The Household Finance and Consumption Survey (HFCS) 2018 was published on 30 January 2020. Data within the publication were revised on 4th June 2020. These data revisions were due to the re-calibration of weights used in the estimation of HFCS statistics. Data within the publication were revised again on 16 May 2023. These data revisions were primarily due to the supplementing of survey data with the Central Credit Register, an administrative data source obtained by the CSO in 2021. All content relating to HFCS 2018, including the Electronic Publication text, graphs and tables, Infographic, Press Release and PxStat tables, now reflect the revised data. Details as to the extent and impact of these revisions on previously published data can be found in the HFCS 2018 Revisions Information Note.
Background
Income, Consumption (household spending on goods and services) and Wealth (ICW) are important components of economic well-being. Looking at different types of economic resources jointly (rather than in isolation) allows for a better understanding of the types of households that may be in distressed or advantaged conditions. For example, income poor, asset rich households may be able to utilise their wealth reserves to support spending on goods and services. The joint distribution of income and wealth gives a better understanding of economic well-being when compared to a focus on a single dimension of a household’s economic resources (e.g. income or wealth alone).
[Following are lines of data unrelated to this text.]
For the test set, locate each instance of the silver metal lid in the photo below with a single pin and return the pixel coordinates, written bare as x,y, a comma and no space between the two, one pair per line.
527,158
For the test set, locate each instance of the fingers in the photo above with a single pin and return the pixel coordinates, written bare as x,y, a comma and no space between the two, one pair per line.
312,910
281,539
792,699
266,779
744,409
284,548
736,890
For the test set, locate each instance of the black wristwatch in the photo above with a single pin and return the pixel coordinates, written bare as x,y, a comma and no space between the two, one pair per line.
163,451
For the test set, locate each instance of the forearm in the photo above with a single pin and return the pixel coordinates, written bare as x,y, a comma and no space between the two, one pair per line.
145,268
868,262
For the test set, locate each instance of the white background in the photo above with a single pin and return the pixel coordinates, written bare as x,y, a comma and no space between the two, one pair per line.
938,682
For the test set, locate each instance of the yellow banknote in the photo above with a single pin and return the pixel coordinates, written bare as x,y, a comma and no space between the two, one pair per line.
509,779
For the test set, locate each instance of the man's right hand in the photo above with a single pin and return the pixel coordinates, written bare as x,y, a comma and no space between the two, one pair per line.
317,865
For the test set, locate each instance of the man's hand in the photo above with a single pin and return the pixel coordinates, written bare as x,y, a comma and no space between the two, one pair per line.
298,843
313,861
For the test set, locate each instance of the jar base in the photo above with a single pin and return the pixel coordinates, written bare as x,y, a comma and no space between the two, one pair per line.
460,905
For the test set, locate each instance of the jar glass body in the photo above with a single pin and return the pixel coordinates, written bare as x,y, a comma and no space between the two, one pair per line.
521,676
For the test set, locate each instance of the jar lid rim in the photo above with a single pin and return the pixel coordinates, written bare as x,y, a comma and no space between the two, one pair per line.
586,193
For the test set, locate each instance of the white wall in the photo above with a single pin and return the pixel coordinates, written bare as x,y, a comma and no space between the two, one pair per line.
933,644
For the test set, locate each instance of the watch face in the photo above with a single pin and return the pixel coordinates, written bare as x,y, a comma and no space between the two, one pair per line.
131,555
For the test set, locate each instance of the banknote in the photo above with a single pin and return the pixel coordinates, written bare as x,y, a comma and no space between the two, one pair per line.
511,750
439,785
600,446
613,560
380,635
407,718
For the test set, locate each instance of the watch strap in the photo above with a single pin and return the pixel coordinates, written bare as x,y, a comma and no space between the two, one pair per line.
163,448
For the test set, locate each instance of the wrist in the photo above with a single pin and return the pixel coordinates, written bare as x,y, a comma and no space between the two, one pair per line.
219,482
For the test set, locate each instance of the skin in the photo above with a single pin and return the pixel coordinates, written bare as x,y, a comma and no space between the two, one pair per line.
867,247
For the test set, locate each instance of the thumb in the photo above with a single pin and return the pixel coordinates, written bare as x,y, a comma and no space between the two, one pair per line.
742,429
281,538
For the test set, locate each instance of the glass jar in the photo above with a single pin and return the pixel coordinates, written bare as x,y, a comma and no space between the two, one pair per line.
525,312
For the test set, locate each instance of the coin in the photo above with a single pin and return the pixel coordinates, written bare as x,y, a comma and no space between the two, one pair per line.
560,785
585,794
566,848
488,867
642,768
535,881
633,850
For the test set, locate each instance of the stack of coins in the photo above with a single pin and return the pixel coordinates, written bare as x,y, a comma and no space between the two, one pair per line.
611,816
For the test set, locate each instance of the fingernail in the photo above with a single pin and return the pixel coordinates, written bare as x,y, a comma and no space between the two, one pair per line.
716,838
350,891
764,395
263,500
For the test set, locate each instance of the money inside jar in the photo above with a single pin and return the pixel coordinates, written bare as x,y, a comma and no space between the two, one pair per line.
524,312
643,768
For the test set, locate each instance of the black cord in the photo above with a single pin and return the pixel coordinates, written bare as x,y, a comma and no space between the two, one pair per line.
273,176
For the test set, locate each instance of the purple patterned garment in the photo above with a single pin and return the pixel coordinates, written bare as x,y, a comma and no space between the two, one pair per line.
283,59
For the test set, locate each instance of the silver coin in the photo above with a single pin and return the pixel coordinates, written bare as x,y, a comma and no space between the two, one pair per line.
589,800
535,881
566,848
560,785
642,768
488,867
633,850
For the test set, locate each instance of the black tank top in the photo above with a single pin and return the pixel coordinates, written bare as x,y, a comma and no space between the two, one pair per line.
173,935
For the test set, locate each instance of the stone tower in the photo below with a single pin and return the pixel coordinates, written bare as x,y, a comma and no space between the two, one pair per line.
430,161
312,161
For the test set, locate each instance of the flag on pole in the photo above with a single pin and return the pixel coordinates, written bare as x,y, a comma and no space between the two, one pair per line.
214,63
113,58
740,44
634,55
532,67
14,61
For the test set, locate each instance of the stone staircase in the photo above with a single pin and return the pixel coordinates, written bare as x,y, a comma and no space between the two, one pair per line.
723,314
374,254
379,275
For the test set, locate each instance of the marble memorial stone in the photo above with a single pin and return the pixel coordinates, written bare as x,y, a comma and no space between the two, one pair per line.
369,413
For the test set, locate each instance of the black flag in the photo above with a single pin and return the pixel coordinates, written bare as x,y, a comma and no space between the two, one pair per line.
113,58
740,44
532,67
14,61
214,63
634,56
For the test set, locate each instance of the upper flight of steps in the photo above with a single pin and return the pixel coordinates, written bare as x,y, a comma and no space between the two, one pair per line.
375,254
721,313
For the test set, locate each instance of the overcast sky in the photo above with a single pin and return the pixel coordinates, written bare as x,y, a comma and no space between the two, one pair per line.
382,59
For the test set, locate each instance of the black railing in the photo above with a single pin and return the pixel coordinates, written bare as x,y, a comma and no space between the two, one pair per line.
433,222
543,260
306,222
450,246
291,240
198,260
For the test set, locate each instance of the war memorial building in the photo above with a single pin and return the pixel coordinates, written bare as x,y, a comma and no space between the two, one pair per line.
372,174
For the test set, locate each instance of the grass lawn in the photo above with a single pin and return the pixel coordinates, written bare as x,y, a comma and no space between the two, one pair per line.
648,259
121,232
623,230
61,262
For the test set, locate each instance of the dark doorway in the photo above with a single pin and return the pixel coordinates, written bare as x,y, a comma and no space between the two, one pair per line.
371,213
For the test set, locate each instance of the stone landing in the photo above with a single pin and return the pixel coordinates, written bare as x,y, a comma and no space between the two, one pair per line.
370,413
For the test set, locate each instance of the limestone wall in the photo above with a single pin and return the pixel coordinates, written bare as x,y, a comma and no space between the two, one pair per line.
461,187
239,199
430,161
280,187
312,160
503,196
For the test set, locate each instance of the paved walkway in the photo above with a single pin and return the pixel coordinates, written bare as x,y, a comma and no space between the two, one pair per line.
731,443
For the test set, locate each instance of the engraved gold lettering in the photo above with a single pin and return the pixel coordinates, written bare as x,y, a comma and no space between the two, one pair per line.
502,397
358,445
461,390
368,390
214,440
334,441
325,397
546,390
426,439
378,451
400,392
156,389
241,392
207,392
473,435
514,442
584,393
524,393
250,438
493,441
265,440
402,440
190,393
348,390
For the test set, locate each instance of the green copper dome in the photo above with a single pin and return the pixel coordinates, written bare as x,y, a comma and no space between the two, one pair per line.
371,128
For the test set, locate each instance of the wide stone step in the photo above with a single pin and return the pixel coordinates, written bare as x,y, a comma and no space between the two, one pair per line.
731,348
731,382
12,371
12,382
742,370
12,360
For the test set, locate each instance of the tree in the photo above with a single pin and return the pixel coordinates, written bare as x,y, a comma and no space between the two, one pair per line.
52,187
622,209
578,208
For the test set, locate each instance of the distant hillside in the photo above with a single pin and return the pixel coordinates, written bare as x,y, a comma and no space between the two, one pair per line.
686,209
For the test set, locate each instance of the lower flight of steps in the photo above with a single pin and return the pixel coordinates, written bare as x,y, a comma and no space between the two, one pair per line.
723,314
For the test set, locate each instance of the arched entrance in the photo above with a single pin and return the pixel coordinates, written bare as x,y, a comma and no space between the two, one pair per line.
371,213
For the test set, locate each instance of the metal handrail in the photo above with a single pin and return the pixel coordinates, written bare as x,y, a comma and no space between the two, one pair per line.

In addition to information on wealth, the HFCS survey also collects information on household gross income. Therefore, joint distributional analysis of income and wealth using HFCS data is possible. As a household’s size increases then the potential sources of income and wealth increase as does the consumption needs of the household. To account for differences in household size and composition, equivalised gross income and net wealth values were calculated for all HFCS respondents (please see background notes for a description of equivalisation methodology).
Joint Distribution of Income and Wealth in Ireland
Table 9.1 below represents the joint distribution of equivalised net wealth and gross income quintiles. If there was perfect correlation between wealth and income, then all individuals in a given wealth quintile would be in the same income quintile, e.g. the 20% of individuals in the bottom wealth quintile would also be in the bottom income quintile. Random allocation along the joint distribution would result in a value of 4% in each cell. Percentages greater than 4%, indicate that persons in a given quintile of wealth are more likely to be in the associated income quintile(s). For example, 8.2% of individuals are in both the bottom (first) wealth and income quintiles and 6.9% are in the both the bottom wealth and 2nd income quintiles. Therefore, individuals in the bottom wealth quintile are more likely to be in the bottom 2 income quintiles rather than in the three top income quintiles. In 2018 only 0.7% of individuals were in both the bottom wealth and the top (fifth) income quintile.
When we group individuals into three groups for income and wealth, the bottom 20%, the middle 60% and the top 20% of the distribution, 38.8% of individuals are in the middle 60% of both the income and wealth distribution. The same share of individuals are in the bottom wealth/bottom income quintiles and in the top wealth/top income quintiles (8.2% and 8.2% respectively). When we compare the median equivalised net wealth of these groups we can see that the values increase within the same wealth group along with income. For example, the median equivalised net wealth for those that are in both the top wealth and the bottom income quintiles is €326,100, whereas for individuals that are in both the top wealth and income quintiles the median value is €431,300 (see Table 9.2).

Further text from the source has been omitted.